Bakterielle Verunreinigung

Weil manche Bakterien B12 produzieren und eventuell in der Nährlösung vorkommen oder manche Nahrungsmittel verunreinigt sein können (siehe z.B. Tempeh), reicht es nicht aus, ein Nahrungsmittel einfach nur einmal darauf zu testen, ob es die MMA-Werte senkt. Zahlreiche Lieferungen des Nahrungsmittels aus verschiedenen Regionen, mit verschiedenen Methoden zubereitet, sollten getestet werden, um sicherzustellen, dass B12 konsistent in diesem Nahrungsmittel vorkommt.  


Quellenangaben

1. Schneider Z, Stroinski A. Comprehensive B12. New York: Walter de Gruyter, 1987.

2. Watanabe F, Takenaka S, Kittaka-Katsura H, Ebara S, Miyamoto E. Characterization and bioavailability of vitamin B-12-compounds from edible algae.

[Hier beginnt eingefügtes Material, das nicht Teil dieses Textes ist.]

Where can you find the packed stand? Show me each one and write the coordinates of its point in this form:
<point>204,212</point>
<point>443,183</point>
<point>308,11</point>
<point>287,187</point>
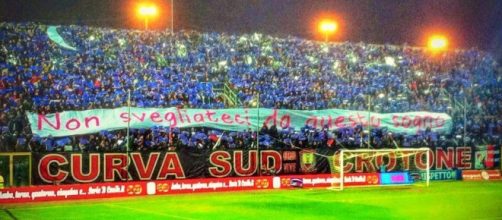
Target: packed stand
<point>183,69</point>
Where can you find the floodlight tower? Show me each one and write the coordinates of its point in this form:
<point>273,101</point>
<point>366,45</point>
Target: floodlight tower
<point>327,27</point>
<point>147,12</point>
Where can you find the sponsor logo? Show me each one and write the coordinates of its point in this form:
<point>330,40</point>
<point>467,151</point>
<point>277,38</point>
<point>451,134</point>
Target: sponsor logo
<point>481,175</point>
<point>307,162</point>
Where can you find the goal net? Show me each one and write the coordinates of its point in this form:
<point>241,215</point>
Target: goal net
<point>393,166</point>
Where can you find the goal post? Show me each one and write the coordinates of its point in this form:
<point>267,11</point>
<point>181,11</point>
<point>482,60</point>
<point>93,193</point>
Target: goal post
<point>398,160</point>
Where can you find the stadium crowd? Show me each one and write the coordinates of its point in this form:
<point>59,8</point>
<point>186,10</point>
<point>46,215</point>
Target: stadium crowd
<point>185,68</point>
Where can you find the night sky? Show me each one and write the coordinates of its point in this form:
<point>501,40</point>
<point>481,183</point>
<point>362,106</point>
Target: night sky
<point>468,23</point>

Journal Of Nutritional Science And Vitaminology. 2002(Oct);48(5): 325-331.3.

3. Goldberg MK, Hutner SH, Ford JE. Nutrition of a cobalamin-requiring soil bacterium. Can J Microbiol. 1959;3:329-334.

4. Dagnelie PC, van Staveren WA, van den Berg H. Vitamin B-12 from algae appears not to be bioavailable. Am J Clin Nutr. 1991;53:695-7.

5. Food and Nutrition Board, Institute of Medicine. Dietary Reference Intakes for Thiamin, Riboflavin, Niacin, Vitamin B6, Folate, Vitamin B12, Pantothenic Acid, Biotin, and Choline. Washington, DC: National Academy Press; 2000.

6. Baker H, Frank O, Khalil F, DeAngelis B, Hutner SH. Determination of metabolically active B12 and inactive B12 analog titers in human blood using several microbial reagents and a radiodilution assay. J Am Coll Nutr. 1986;5(5):467-75.